Author Topic: W32 Trojan  (Read 15144 times)

0 Members and 1 Guest are viewing this topic.

Bucko

  • Guest
W32 Trojan
« on: March 06, 2003, 02:34:58 AM »
  I just did a system scan and Avast! says that my SOF noCD.exe is infected with W32 Trojan-gen. Is this a false postive? I just switched to Avast!4 from NAV, it never detected this.

Offline raman

  • Avast Evangelist
  • Advanced Poster
  • ***
  • Posts: 1062
Re:W32 Trojan
« Reply #1 on: March 06, 2003, 05:52:19 AM »
That is possible, send the file to support@asw.cz and they will tell you if it is a flase alarm, or not.
MfG Ralf

Bucko

  • Guest
Re:W32 Trojan
« Reply #2 on: March 06, 2003, 06:06:29 AM »
 Raman
  The file is on its way....Thanks

jack_mort

  • Guest
Re:W32 Trojan
« Reply #3 on: March 07, 2003, 06:40:19 PM »
Hi !

I also got this message while scanning my hdd : it found W32 trojan into a file from winrar. Then i scanned the installer and it also found it. I do believe this is a wrong alert because i re-downloaded the file from rarsoft.com, re-run the scan and it still found the "virus". I then scanned it with NAV (on another computer) and it found nothing ...

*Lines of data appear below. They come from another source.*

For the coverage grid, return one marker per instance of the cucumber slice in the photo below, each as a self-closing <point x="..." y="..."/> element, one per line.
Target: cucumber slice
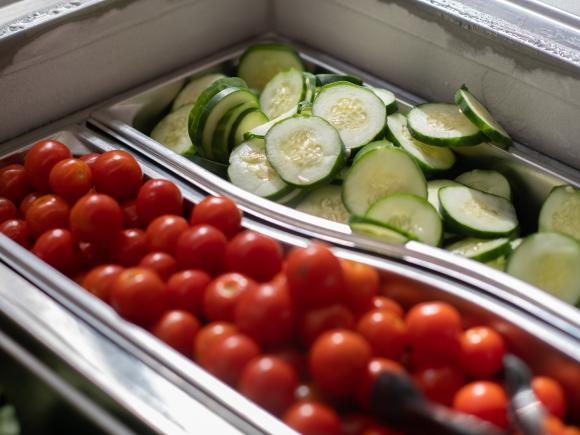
<point x="477" y="214"/>
<point x="189" y="94"/>
<point x="250" y="170"/>
<point x="480" y="116"/>
<point x="561" y="212"/>
<point x="487" y="181"/>
<point x="325" y="202"/>
<point x="379" y="173"/>
<point x="549" y="261"/>
<point x="172" y="132"/>
<point x="356" y="112"/>
<point x="408" y="213"/>
<point x="443" y="124"/>
<point x="305" y="150"/>
<point x="430" y="158"/>
<point x="261" y="62"/>
<point x="283" y="92"/>
<point x="481" y="249"/>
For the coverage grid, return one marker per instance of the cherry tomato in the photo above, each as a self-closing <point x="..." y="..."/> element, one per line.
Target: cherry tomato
<point x="312" y="418"/>
<point x="128" y="247"/>
<point x="40" y="160"/>
<point x="255" y="255"/>
<point x="220" y="212"/>
<point x="57" y="248"/>
<point x="178" y="329"/>
<point x="99" y="280"/>
<point x="96" y="217"/>
<point x="482" y="352"/>
<point x="314" y="276"/>
<point x="161" y="262"/>
<point x="223" y="294"/>
<point x="186" y="289"/>
<point x="266" y="314"/>
<point x="228" y="357"/>
<point x="550" y="393"/>
<point x="361" y="284"/>
<point x="16" y="230"/>
<point x="46" y="213"/>
<point x="270" y="382"/>
<point x="486" y="400"/>
<point x="117" y="174"/>
<point x="319" y="320"/>
<point x="138" y="294"/>
<point x="201" y="247"/>
<point x="156" y="198"/>
<point x="338" y="360"/>
<point x="163" y="232"/>
<point x="14" y="183"/>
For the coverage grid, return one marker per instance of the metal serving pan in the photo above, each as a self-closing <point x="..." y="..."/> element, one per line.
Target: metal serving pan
<point x="547" y="349"/>
<point x="131" y="117"/>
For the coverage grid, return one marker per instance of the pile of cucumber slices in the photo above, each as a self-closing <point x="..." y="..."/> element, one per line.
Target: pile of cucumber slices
<point x="331" y="146"/>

Can i also send the file to the mail address ?

Offline raman

  • Avast Evangelist
  • Advanced Poster
  • ***
  • Posts: 1062
Re:W32 Trojan
« Reply #4 on: March 07, 2003, 06:57:57 PM »
Yes, seems to be a false alarm. Unpack it with UPX and Avast would not allert anymore!;)
support@asw.cz is always a good place for these kind of things.
MfG Ralf

Pavel Baudis

  • Guest
Re:W32 Trojan
« Reply #5 on: March 07, 2003, 08:00:14 PM »
Hi,
we have just released the new VPS update. Please check if it still reports the Trojan and if yes, please send the file to our technical support - support@asw

thanks,
Pavel

Offline raman

  • Avast Evangelist
  • Advanced Poster
  • ***
  • Posts: 1062
Re:W32 Trojan
« Reply #6 on: March 08, 2003, 08:01:41 AM »
I do not know, what you have done, but iAvast still reports the Trojan in the default.sfx of the Winrar 3.0 Package.

BTW: Did i say that i "hate" the "Trojan gen" identification? Why don´t you name the Backdoor/Trojan by a "real" name?
MfG Ralf

jack_mort

  • Guest
Re:W32 Trojan
« Reply #7 on: March 08, 2003, 11:15:26 AM »
Well, for me the "false" warning has disapeared :)

Thx a lot :)

Oh and, btw : very good *free* little proggie 8)

kubecj

  • Guest
Re:W32 Trojan
« Reply #8 on: March 09, 2003, 11:22:28 PM »
BTW: Did i say that i "hate" the "Trojan gen" identification? Why don´t you name the Backdoor/Trojan by a "real" name?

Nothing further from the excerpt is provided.